• “Eu não mereço sofrer” – sobre  a arte da vitimização
  • “Eu não mereço sofrer” – sobre


    a arte da vitimização


    Ando bem apreensivo com o futuro da humanidade. Muito mesmo. E não estou assim – com o pé atrás – apenas por causa das nossas opções de candidatos à presidência; ou somente devido à preciosa água de Sampa que, em outubro, muito provavelmente acabará. Estou preocupado, pra cacildis, com a notável quantidade de gente que anda se fazendo de vítima, e que, até em caso de esbarrão, ferroada de abelha ou céu nublado, sem vergonha na cara, tem reagido com um sonoro “eu não mereço isso!”.

    Entendo, perfeitamente, que ninguém merece ser discriminado devido à opção sexual, cor da pele ou justeza do vestido. E concordo, plenamente, com os que afirmam que as mulheres não merecem sofrer violência física e psicológica. Ah, e apoio – com unhas e caninos – os que acreditam que animal algum merece sentir dor para atender a caprichos idiotas do ser humano. Mas acho que a galera anda forçando a barra – e muito! – na hora de usar o tal do “eu não mereço”, e que estão confundindo, completamente, os direitos humanos (ou do consumidor) com não-me-toques gerados pelos Merthiolates que não ardem mais e por pais que tratam os filhos, desde o útero, feito reis incontrariáveis.

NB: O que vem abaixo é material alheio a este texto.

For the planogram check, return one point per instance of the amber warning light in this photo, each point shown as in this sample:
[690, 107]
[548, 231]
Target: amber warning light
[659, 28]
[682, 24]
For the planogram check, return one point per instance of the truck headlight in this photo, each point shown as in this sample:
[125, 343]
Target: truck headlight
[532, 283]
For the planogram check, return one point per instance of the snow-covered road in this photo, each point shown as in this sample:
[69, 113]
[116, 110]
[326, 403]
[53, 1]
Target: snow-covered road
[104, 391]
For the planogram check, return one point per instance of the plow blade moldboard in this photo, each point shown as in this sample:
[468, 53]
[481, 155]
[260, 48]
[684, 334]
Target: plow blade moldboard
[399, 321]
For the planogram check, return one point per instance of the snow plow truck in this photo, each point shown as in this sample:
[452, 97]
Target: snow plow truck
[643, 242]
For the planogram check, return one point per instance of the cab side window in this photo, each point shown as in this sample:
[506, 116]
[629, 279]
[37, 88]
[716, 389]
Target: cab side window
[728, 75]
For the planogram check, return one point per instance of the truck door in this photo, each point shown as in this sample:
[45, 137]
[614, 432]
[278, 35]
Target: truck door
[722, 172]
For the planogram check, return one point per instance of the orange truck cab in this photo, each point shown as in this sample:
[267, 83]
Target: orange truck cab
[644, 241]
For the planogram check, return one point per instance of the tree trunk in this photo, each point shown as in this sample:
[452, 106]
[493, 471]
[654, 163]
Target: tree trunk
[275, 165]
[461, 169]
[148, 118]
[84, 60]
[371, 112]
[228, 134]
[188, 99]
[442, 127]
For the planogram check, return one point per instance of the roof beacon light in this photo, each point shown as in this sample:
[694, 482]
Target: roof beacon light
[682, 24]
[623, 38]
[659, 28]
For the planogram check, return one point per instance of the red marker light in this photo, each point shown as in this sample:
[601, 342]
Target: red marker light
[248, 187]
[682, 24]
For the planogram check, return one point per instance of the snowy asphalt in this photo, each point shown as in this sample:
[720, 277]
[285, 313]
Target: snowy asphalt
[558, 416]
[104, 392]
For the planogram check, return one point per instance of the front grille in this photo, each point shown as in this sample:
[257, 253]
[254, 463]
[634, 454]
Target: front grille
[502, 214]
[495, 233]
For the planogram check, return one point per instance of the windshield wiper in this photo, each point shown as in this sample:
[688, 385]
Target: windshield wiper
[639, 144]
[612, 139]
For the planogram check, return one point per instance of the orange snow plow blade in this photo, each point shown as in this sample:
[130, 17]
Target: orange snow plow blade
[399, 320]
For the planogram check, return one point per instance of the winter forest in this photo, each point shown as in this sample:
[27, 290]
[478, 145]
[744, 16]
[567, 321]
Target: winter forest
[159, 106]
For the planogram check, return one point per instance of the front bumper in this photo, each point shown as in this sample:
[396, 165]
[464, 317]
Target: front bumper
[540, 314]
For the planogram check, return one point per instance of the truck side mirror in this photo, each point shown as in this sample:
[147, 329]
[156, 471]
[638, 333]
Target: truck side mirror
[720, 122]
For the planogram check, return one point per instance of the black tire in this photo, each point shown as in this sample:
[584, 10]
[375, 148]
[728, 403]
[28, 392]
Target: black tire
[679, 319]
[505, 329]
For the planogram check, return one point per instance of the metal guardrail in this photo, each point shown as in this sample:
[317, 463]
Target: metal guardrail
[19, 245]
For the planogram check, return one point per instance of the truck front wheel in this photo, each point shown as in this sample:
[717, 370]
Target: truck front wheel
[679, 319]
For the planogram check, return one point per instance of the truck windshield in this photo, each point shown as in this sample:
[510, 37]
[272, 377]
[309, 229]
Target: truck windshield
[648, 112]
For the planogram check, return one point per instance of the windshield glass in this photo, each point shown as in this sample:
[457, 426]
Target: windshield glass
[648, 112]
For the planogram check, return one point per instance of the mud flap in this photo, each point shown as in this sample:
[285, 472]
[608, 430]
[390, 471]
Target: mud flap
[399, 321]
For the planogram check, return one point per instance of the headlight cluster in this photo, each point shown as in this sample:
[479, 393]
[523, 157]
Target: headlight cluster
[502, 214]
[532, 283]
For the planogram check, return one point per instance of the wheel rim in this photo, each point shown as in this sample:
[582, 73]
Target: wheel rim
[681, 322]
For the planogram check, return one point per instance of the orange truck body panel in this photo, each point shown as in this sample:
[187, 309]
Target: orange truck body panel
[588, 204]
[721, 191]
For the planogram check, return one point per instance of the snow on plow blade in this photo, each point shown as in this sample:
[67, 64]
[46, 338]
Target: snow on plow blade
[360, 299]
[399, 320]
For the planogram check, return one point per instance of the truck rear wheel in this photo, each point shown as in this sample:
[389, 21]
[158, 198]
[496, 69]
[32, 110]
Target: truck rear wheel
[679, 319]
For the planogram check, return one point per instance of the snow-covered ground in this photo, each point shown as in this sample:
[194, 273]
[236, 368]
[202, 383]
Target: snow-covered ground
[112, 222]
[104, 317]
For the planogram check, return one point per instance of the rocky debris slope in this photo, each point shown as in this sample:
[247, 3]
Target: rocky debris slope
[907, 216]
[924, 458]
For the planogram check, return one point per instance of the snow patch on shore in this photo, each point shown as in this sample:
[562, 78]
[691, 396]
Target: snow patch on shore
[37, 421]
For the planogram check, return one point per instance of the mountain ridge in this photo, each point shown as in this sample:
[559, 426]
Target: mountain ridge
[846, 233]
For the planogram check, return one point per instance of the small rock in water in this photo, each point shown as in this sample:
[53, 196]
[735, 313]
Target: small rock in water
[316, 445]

    Estamos na época do “direito a”, o que é ótimo, já que em um passado não muito distante, irmão, pouquíssimo se falava sobre o tema, e nada se fazia para punir os que se consideram no direito de invadir o direito alheio. É claro que muitos têm tocado no assunto somente para conseguir votos ou apenas para elevar a audiência do canal, porém, vejo que as coisas – mesmo que aos trancos e barrancos – estão evoluindo, e que importantes conquistas estão sendo feitas. O problema, a meu ver, são os mimadinhos que, sem bom senso e para fins egoístas, têm pegado carona nessa onda boa. E reivindicados direitos que nem afetadas estrelas do rock possuem ou teriam coragem de exigir no camarim.

    Outro dia, dentro do banco, uma dondoca teve um chilique do tipo que me fez, com muita força, desejar que um dardo com tranquilizante a colocasse para dormir. Acha que ela surtou por causa dos juros abusivos aplicados pelo Santander? Nada disso. Ela ficou inconformada por ter sido barrada – repetidas vezes – pelo detector de metal. E disse: “Eu sou uma mulher de bem, não mereço ser tratada assim!”. E o que é pior: por mais de dez minutos ela se recusou a esvaziar a bolsa. Como se ladrões entrassem em bancos com crachás de identificação e mulheres com um cartão fidelidade da Kopenhagen tivessem acesso livre a qualquer lugar do planeta. Uma frase usada por ela ilustra bem a tal da carona que eu citei no parágrafo anterior: “Eu tenho direitos, sabia?”. O segurança não respondeu. Mas eu deveria ter dito: “Claro que tem, senhora. Vários. Mas nenhum deles permite que você invente um novo por pura babaquice!”. Mas eu usei, apenas, o meu direito de permanecer calado.

    E o “eu não mereço” não tem sido usado apenas por egoístas e por seres que querem ficar em posição superior ao coletivo. O mundo está cheio de um tipo que, carinhosamente, eu chamo de “papai-como-sou-coitado”. Gente que recorre ao “eu não mereço” quando quer se passar pela bolacha mais injustiçada do pacote. “Eu não mereço demorar tanto para encontrar um marido!”, eu ouvi outro dia. Como assim “não merece”? E por que você acha que não merece isso? Por ter plantado uma árvore e dado moedas a um menino de rua na saída do McDonald´s? A lógica presente no clichê “eu me comportei o ano todo, logo mereço presentes no Natal” não funciona na vida real e adulta, infelizmente. E não adianta chorar. Pois se valesse, meu caro, professores dedicados e honestos nunca morreriam cedo e de câncer, e estupradores, pedófilos e políticos corruptos, todos os dias, seriam atingidos por meteoritos. Mas não é assim e você sabe bem.

    Em minha opinião, para evitar que o mundo fique superlotado de pessoas que não se acham merecedoras de frustrações naturais da vida humana, acho importante que os pais digam mais “A vida é assim, filha!”, e menos “Você não merece sofrer!”. Ou, logo menos, os gritos que reivindicam direitos irrefutáveis e necessários para uma sociedade melhor serão abafados por berros de gente mimada que, até por unha do pé encravada, sentira-se no direito de parar a Avenida Paulista. E de atrapalhar o meu direito de ir e vir antes do começo do Jô.